Morbius’ switch from villain to leading-role antihero feels like a demotion. Without Spider-Man, he’s just another misfit monster without enough teeth. This is both fair, in that Morbius is pretty middling, and a shame, in that having some stray Marvel characters set up at another, non-Disney studio is an opportunity to diversify what superhero movies can do.
Morbius, along with the more popular but still vaguely off-brand Venom movies, is one of the last vestiges of a time when the rights to Marvel properties were scattered among various studios, highly unlikely to be reunited under a single corporate umbrella. Now that so many of those figures have been re-assembled in the MCU, the usual fan response to a movie as run-of-the-mill as Morbius is that Marvel characters are better off in movies under Kevin Feige’s supervision — and the filmmakers often seem to tacitly agree. That’s the only discernible reason for the utterly nonsensical pair of Morbius mid-credits scenes, which forge a ridiculous connection to another, better-liked Spider-verse.

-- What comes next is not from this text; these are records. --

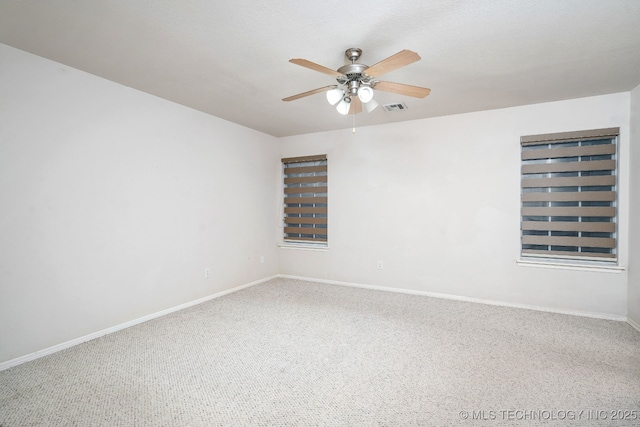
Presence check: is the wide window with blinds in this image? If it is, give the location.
[282,155,328,244]
[520,128,619,261]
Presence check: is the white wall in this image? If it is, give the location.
[627,86,640,327]
[280,93,629,317]
[0,45,279,362]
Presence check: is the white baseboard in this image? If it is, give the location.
[278,274,624,322]
[0,275,278,371]
[627,317,640,332]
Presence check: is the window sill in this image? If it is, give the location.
[516,258,625,273]
[278,242,329,252]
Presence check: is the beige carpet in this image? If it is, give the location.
[0,279,640,427]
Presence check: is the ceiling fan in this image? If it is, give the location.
[283,47,431,114]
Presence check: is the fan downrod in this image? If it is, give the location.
[344,47,362,63]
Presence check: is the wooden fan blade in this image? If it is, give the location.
[289,58,342,77]
[282,85,336,101]
[349,96,362,114]
[373,82,431,98]
[365,49,420,77]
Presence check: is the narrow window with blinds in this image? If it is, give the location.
[520,128,619,261]
[282,155,328,244]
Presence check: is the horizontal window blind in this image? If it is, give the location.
[282,155,328,242]
[520,128,619,260]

That desire to force a few wayward characters back into the MCU is wrongheaded, especially when it comes to Marvel’s super-monsters. Enjoyably disreputable horror-influenced material deserves its own space in superhero cinema, preferably outside of the MCU’s well-established comfort zone. At its infrequent best, Morbius is more reminiscent of darker side stories like Ghost Rider or Blade than hero movies like Captain America: Civil War, which often feel more concerned with in-universe maintenance than with establishing fascinating little side worlds. The otherworldliness of horror-influenced superheroes doesn’t benefit from a previously established universe full of fantastical events–and though they’re not often paired in the MCU, the synthesis of horror and superheroes was the backbone of Marvel Comics early successes, with character-monsters like the Hulk and the Thing, and monster-monsters like Groot and Fin Fang Foom.
A movie like Blade may appear out of fashion now, especially as Marvel promises an MCU-integrated version starring Oscar-winner Mahershala Ali. But that 1998 film — the same one that denied Morbius his intended debut — helped make inroads for Marvel Comics on the big screen by becoming the company’s first real hit, and inspiring two sequels (even if most viewers weren’t familiar with Blade’s comic-book roots). Revisited today, the Blade trilogy looks like an obvious product of former horror/action haven New Line Cinema (now a label-only subsidiary of Warner Bros.) and credit-sequence design-studio hotshots Imaginary Forces, which has a rare production credit on all three films. This means lots of fire, techno collaborations on the soundtrack, and cool fonts. In other words, they have more in common with the Image Comics one-off Spawn, from 1997, than the first X-Men movie (which was released halfway between Blade and Blade II).
This presents some obvious limitations, but there is stylistic freedom on display across the Blade trilogy. Norrington gives the first movie a sleek Eurotrashiness, but when Guillermo del Toro stepped in to direct the sequel, Blade II, he swerved in a more ornate monster-horror direction. David S. Goyer, writer of all three and director of the third, has a little more trouble putting a stamp on the material, but at the very least, Blade: Trinity has some cool ideas and doesn’t look identical to its predecessors.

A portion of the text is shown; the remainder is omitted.